Thursday, July 30, 2009

munging numbers and strings in Oracle

An item of current interest to me is a compound number. Sometimes I see it in the database as one big number: 12345678901234 and at other times I see it in the database as two shorter numbers: 1234567890 and 1234. So how can I go back and forth? There are a few tricks I've learned to keep up with it:


  1. Always make sure you know which data type the item you want is being stored as. Sometimes this ID is stored as a string, sometimes as a number. Figuring this out depends on the tools you use, but make sure you know what you're working with - you can usually use DESC to find out if you're just sitting at a SQL prompt. Also, I'm assuming in these examples that I can trust my data to be entered correctly (e.g. no one accidentally put a letter in somewhere), which is probably a stretch in real life but will work in my particular case.

  2. When it is two numeric fields and I need one string field, I can format and concatenate the two numbers into a big string:
    CONCAT(TO_CHAR(first_number, 'FM0000000000'),TO_CHAR(second_number, 'FM0000'))
    It took some looking things up to figure out that adding the 'FM' at the beginning of the format string would keep Oracle from leaving a space at the beginning for the +/- sign, which was key to actually matching the string.

  3. When it is one big string field and I need two numbers, I can split them:

    SELECT whatever FROM you_know_what WHERE TO_NUMBER(SUBSTR(big_string_field, 1, 10)) = first_number AND TO_NUMBER(SUBSTR(big_string_field, -4)) = second_number

    Number positions start with 1 in SQL (not 0 like in code), so that first SUBSTR gets the first 10 characters of my string, and the second gets the last 4 (negative position counts backwards from the end of the string).

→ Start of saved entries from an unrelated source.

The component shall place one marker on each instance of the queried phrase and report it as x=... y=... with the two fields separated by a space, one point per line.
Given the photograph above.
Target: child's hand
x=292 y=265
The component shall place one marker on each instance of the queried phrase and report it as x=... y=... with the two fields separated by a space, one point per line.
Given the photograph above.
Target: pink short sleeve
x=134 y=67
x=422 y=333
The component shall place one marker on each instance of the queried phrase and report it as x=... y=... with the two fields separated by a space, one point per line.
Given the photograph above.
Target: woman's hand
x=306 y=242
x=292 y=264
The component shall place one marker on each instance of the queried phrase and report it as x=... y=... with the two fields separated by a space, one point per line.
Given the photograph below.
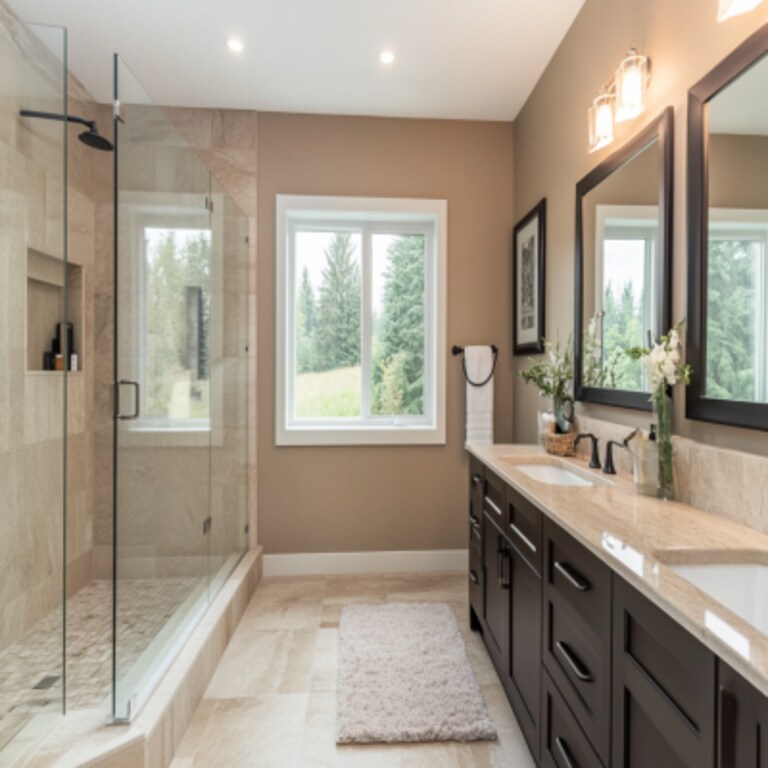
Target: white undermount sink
x=740 y=587
x=552 y=473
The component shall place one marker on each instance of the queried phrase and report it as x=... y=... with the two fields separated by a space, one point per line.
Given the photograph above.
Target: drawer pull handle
x=520 y=535
x=726 y=722
x=494 y=507
x=575 y=578
x=578 y=668
x=566 y=753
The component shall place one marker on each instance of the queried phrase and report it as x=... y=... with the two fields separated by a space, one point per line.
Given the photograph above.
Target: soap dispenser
x=646 y=463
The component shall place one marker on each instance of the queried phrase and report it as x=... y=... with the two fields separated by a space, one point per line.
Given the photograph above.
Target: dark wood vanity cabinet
x=476 y=580
x=663 y=688
x=742 y=722
x=577 y=634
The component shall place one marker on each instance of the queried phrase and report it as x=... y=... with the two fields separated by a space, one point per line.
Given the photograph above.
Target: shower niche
x=49 y=281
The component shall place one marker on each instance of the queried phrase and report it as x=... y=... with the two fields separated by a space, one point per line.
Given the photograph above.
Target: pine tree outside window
x=360 y=321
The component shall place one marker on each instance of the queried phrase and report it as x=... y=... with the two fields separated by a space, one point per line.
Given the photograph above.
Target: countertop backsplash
x=717 y=480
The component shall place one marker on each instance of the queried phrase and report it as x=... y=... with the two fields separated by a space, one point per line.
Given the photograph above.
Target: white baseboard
x=322 y=563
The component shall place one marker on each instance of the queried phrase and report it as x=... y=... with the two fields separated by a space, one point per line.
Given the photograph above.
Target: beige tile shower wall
x=684 y=42
x=32 y=403
x=226 y=143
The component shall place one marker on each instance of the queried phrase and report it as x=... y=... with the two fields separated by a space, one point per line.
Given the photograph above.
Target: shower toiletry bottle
x=647 y=463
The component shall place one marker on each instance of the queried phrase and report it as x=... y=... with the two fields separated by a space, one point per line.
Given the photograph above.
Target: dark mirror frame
x=660 y=129
x=736 y=413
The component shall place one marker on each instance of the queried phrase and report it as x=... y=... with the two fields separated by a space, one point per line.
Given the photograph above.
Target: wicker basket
x=559 y=444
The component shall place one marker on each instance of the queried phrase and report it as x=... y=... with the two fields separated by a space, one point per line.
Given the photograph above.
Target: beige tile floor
x=272 y=701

Note that if there are non-numeric characters in the string, TO_NUMBER would fail, everyone dies, oh the embarrassment.

Friday, July 24, 2009

Stupid Oracle SQL Tricks, part 2

grouping dates by week:
to_char(my_date + (1-to_char(my_date,'D')),'YYYY-MM-DD') Week_Of_My_Date
You're basically subtracting the day of the week and ending up with Sunday for any day in a given week.

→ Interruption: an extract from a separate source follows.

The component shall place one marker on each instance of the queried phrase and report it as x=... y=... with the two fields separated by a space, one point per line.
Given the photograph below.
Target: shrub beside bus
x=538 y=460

finding records by today's date or last month or two or three months ago:
select count(my_whatever) from my_table t where t.my_date > add_months(current_date, -2) and t.my_date <= current_date
Oracle uses sysdate for today, which is really common and great and all but I've learned that almost all database systems (really all but SQL Server) support current_date, which is more descriptive and works in more places, FTW!


the median (middle) item of a list:
select PERCENTILE_DISC(0.5) WITHIN GROUP (ORDER BY my_item DESC) median_item from my_table
This is slightly more complicated than just the 'median' (meaning it may not do what you think its doing) so to understand further take a look at the Oracle manual.

learning SQL

1. Get yourself a large database to play with. If you don't have database software, I suppose you'll need to either a) learn how to install it (almost everyone has a free version) or b) ask someone for access to one of their databases (someone where you work might have a development box you can hack away at).

2. Get yourself a good reference book. Everyone I know still looks stuff up. Alternately, you can look stuff up on the web but I like knowing what my database is capable of AND what the others are capable of, which makes this book invaluable.

3. Look over your sample database. Ask yourself questions about the data. Imagine what users will ask you. For instance, how can I find all the stores in Michigan? How can I find all the top-grossing film at all my stores? How can I categorize and label films based on high-sellers, medium-sellers, and low-sellers? Can I categorize and label the films without touching the database design? Who acted in the most movies? It can be (well, arguably) fun to insert some random bad data into your database to make answering these questions harder. What if you have a null to skip over? What if only half the items get filled in properly? How do you workaround this? How can I do these things using a single query rather than two or three?

4. Once you have answered some questions, learn how to deliver those as something people can use. How can I get the data into Excel? On the web? Into a google document? Into a pretty looking, printable thingy? All of those things are important.

Lots of database books start off with how to layout and normalize data (i.e. "database design"), but the times I've needed to do that are somewhat few and far between compared with when I've needed to use data effectively, so I submit that might be a better place to start.